Zinc oxide (ZnO) nanoparticles have emerged as a fascinating metal oxide semiconductor nanomaterial due largely to their wide array of properties that can be altered by surface modification. For example electrical and photonic properties include a range of conductivity from metallic to insulating (n-type and p- type conductivity), wide-band gap semiconductivity, room-temperature ferromagnetism, and chemical-sensing. Recently there has been much interest in the electronic and photonic properties of ZnO nanostructures as foreseeable applications include solar cells and laser diodes. For such purposes, controlling the surface functionalization is important and can be tailored by the chemical attachment of organic acids to the surface. The oxide surface readily reacts with organics forming self-assembled alkylphosphonate films.
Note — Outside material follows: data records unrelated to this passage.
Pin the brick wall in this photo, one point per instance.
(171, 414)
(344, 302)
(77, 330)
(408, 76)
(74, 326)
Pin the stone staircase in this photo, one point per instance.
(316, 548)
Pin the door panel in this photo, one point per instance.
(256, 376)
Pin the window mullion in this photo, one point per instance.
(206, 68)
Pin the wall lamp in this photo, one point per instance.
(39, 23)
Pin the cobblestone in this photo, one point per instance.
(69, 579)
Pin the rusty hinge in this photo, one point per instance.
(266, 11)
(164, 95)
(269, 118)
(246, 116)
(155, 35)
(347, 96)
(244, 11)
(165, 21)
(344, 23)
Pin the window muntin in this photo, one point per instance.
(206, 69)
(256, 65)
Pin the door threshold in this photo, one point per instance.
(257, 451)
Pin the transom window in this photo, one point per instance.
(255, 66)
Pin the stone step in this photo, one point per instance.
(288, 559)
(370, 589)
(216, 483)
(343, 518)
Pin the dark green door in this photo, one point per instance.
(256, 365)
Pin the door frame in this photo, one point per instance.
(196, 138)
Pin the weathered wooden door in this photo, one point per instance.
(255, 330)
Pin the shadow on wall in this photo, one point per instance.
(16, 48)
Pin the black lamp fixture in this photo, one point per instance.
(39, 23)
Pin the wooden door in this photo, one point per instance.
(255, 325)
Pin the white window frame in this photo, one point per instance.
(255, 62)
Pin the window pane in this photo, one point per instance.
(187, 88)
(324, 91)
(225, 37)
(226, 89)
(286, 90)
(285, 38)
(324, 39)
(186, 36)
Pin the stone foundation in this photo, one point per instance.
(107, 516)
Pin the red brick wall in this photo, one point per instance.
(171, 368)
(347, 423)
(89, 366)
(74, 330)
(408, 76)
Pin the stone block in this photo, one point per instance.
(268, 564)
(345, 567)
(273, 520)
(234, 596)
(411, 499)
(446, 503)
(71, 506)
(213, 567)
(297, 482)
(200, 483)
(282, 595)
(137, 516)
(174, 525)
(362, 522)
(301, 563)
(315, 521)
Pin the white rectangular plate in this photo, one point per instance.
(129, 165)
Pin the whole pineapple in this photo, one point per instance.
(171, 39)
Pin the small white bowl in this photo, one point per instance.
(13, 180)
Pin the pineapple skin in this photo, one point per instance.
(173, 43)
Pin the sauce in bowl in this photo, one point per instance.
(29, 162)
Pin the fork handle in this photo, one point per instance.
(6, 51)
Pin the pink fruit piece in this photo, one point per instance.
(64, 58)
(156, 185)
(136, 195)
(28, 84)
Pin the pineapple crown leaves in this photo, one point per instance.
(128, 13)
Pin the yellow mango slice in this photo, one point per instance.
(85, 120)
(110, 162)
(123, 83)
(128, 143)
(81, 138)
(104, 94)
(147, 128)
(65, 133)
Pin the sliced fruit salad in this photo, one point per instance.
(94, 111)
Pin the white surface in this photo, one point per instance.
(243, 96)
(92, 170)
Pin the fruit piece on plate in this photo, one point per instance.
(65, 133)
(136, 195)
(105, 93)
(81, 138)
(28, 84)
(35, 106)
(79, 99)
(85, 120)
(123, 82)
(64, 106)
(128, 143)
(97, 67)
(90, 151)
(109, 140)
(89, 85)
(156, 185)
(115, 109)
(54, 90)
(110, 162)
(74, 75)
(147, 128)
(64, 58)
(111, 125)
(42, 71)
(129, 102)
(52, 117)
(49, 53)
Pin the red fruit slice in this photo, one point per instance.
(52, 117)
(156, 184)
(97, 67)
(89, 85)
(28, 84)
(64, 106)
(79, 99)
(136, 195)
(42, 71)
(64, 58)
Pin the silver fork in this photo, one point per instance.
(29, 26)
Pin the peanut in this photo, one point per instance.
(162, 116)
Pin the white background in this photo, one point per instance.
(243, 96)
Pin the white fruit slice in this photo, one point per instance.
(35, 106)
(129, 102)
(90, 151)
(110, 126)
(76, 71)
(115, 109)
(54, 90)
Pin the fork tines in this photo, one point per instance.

In this study, ZnO nanoparticles were modified using self-assembly thin films with phosphonic functional head groups. The amount of organic acid used in preparation of the thin film was shown to be important to the nanoparticle surface coverage. The modified ZnO nanoparticles were then characterized using infrared spectroscopy, powder X-ray diffraction, solid-state nuclear magnetic resonance, and scanning electron microscopy-energy dispersive X-ray spectroscopy. The interfacial bonding was identified by spectroscopy analysis to be the bidentate and tridentate motifs between the phosphonic head group and the oxide surface. Work function modification was measured using Ultraviolet photoelectron spectroscopy. The influences of temperature, humidity, and solvent rinse on the stability of the surface modifications were performed.